Just what has the Gaza war and siege really achieved?

Happy anniversary, Gaza:

Aid agencies have strongly criticised the international community for failing to help bring an end to Israel’s blockade of Gaza.

The charities made the accusation in a report published just ahead of the anniversary of Israel’s offensive in the Gaza Strip.

The aid agencies condemn not just Israel, but the world community.

In the words of Oxfam’s director, Jeremy Hobbs, “world powers have failed and betrayed Gaza’s ordinary citizens”.

The charities call for more pressure to be exerted on Israel to end what they describe as its illegal collective punishment of Gazans.
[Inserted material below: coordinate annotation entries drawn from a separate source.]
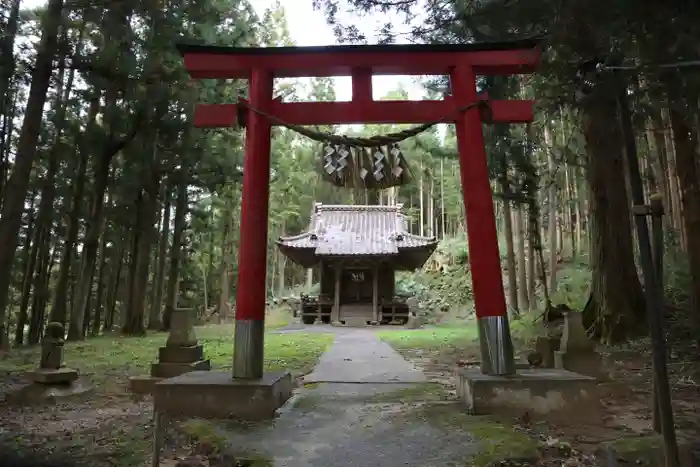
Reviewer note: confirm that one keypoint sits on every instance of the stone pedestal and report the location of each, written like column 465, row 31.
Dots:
column 550, row 394
column 216, row 395
column 545, row 346
column 51, row 380
column 181, row 354
column 577, row 352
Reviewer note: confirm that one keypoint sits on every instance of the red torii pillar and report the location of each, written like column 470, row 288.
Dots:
column 461, row 62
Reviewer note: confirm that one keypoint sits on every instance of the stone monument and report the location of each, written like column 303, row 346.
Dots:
column 577, row 351
column 181, row 353
column 51, row 379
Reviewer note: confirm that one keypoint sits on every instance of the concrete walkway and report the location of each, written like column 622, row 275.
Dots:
column 346, row 415
column 359, row 356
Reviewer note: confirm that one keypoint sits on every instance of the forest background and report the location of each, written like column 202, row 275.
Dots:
column 115, row 210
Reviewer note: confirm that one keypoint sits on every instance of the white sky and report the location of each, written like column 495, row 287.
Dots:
column 308, row 27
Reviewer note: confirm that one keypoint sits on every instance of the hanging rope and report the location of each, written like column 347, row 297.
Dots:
column 374, row 162
column 372, row 141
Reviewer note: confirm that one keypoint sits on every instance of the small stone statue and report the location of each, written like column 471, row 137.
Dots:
column 52, row 347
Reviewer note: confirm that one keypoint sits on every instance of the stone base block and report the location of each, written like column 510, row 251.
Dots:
column 143, row 385
column 41, row 393
column 173, row 354
column 543, row 393
column 217, row 395
column 170, row 370
column 585, row 363
column 356, row 322
column 60, row 376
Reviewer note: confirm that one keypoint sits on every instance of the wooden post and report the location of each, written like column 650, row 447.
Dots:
column 335, row 314
column 484, row 256
column 375, row 285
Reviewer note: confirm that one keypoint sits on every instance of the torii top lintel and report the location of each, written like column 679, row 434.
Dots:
column 486, row 58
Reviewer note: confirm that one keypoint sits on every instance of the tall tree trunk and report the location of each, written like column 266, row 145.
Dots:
column 30, row 254
column 16, row 190
column 523, row 298
column 154, row 321
column 7, row 70
column 552, row 210
column 510, row 248
column 176, row 247
column 117, row 262
column 616, row 307
column 685, row 141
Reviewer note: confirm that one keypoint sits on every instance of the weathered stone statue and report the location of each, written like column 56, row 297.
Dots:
column 52, row 347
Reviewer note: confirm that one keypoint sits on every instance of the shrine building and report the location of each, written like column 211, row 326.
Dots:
column 357, row 250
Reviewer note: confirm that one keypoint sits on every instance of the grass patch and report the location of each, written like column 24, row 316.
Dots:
column 276, row 318
column 431, row 339
column 495, row 440
column 108, row 360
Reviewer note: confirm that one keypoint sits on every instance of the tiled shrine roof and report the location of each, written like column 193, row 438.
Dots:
column 357, row 230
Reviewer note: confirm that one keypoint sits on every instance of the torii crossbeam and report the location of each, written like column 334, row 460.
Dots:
column 462, row 63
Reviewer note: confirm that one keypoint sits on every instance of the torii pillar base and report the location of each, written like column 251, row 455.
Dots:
column 215, row 395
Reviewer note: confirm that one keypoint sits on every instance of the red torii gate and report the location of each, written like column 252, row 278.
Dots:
column 462, row 63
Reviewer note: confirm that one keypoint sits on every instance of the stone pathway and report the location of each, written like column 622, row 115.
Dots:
column 350, row 413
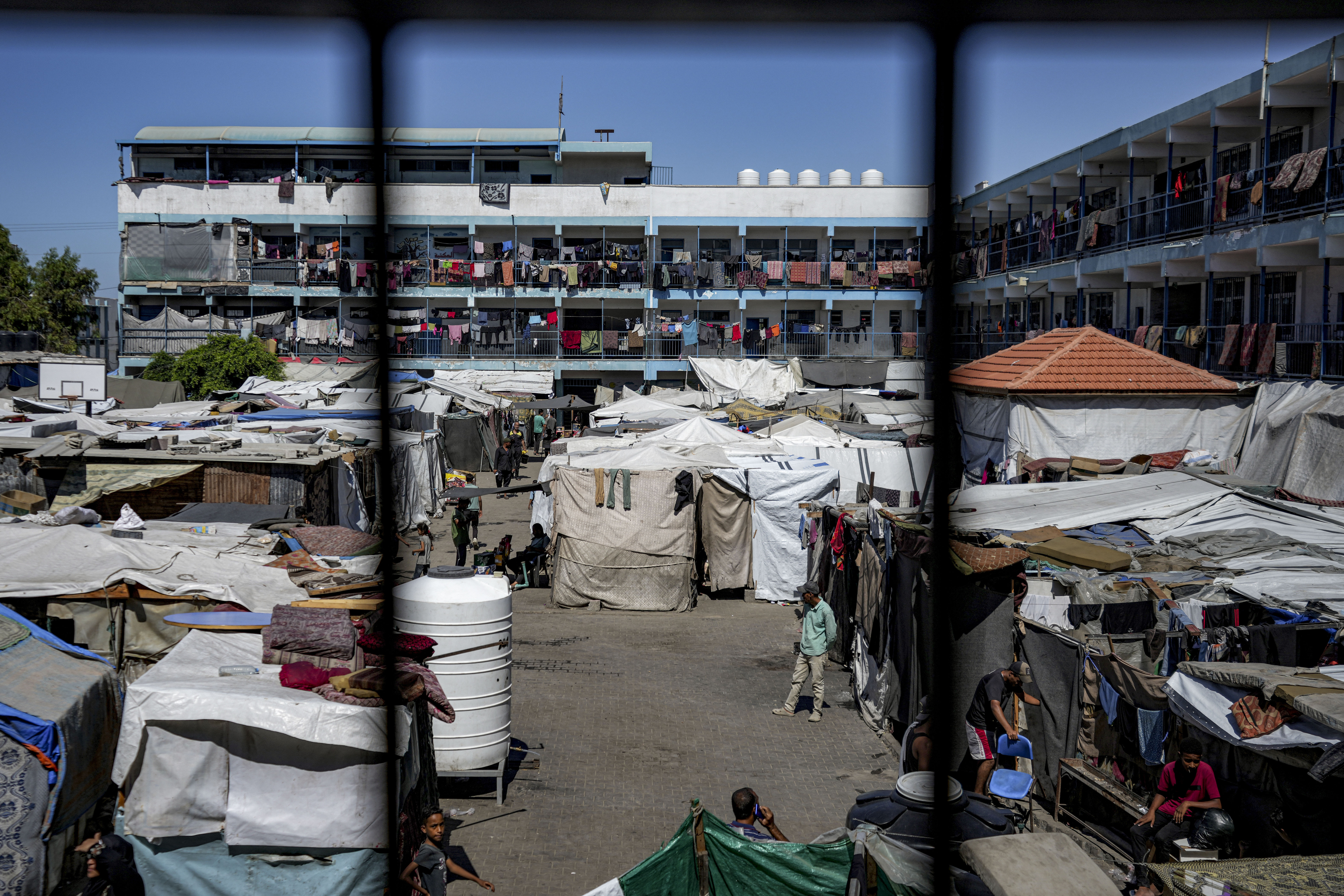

American historian Norman Finkelstein, speaking recently in London, argues that resistance to Israeli aggression is justified:

Briefly assessing the history to the siege, Finkelstein noted that the ceasefire that was agreed between Israel and Hamas June 2008 was broken by Israel, not Hamas: whilst Hamas stopped its rocket attacks, Israel did not lift its illegal blockade on Gaza and launched a night raid on Gaza, whilst the eyes of the worlds were watching 4th November 2008 US elections.

Six Hamas resistance fighters were killed, provoking Hamas to respond, which it did by resuming rocket attacks. Finkelstein emphasised that this is not violence so much as “symbolic resistance”.

He quoted one Palestinian who referred to the rocket attacks as “modest home made rockets are a cry of protest to the world”.

Finkelstein commented that if we are going to condemn Hamas for these rocket attacks, we must suggest how else they should resist the pressure placed on them by persistent Israeli attacks, subjugation and persistent blockades that drain the small area of land.

If we cannot provide an alternative, we cannot criticise, he argued.

I’m not sure I quite agree with this. Resistance is certainly defensible and important in the face of overwhelming odds, but to back rockets that have killed Israeli civilians seems unwise.